M. Lokietek, A. Marionneau, S. Lecoq, S. Henni, M. Houle and P. Abraham

Respir Physiol Neurobiol 2026 Vol. 343 Pages 104573

BACKGROUND AND OBJECTIVE: During cardiopulmonary exercise testing (CPET), the alveolar-arterial oxygen gradient varies with exercise intensity, but direct assessment is limited by the invasiveness of arterial sampling. End-tidal oxygen pressure (PETO(2)) and transcutaneous oxygen pressure (PtcO(2)) may provide non-invasive estimates of alveolar and arterial oxygen pressures. This study aimed to identify the statistical model that best characterize the relationship between the end-tidal to transcutaneous oxygen pressure gradient (ET-tcDO(2)) and oxygen uptake (VO(2)) in apparently healthy individuals. METHODS: This retrospective study analyzed medical records (n = 68) from incremental CPETs performed with PtcO(2) monitoring. Breath‑by‑breath PETO(2) and VO(2) data from CPET tests were also extracted. The relationship between ET‑tcDO(2) and VO(2) was then characterized using functional data analysis (FDA) and polynomial regression models of increasing degree.
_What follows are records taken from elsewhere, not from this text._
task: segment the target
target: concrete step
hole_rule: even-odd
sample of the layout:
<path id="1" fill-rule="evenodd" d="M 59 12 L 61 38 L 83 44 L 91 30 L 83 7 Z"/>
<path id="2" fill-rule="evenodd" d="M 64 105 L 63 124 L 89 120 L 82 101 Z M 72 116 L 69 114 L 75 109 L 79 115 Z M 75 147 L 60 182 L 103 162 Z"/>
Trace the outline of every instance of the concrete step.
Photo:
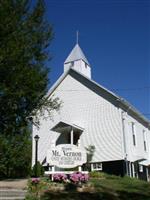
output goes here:
<path id="1" fill-rule="evenodd" d="M 26 190 L 21 189 L 0 189 L 0 200 L 23 200 L 25 199 Z"/>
RESULTS: FDA demonstrated high modeling accuracy (adjusted R(2) = 0.96). ET-tcDO2 decreased at onset of exercise, until VO2 = 1.26 L/min, and then increased until maximal exercise. Among polynomial regression models, the polynomial of the third degree best described this relationship (adjusted R(2) = 0.48). At the individual level, most responses followed a polynomial of the third degree, with 75% of participants exhibiting an adjusted R(2) above 0.7.
CONCLUSION: Continuous PtcO(2) monitoring enables detailed characterization of exercise-induced alveolar-arterial gas exchange in apparently healthy individuals. ET-tcDO(2) follows a polynomial of the third-degree during CPET. The combined use of PETO(2) and PtcO(2) may offer a simple, non-invasive approach for assessing alveolar-arterial gas exchange in routine clinical practice that should be further investigated.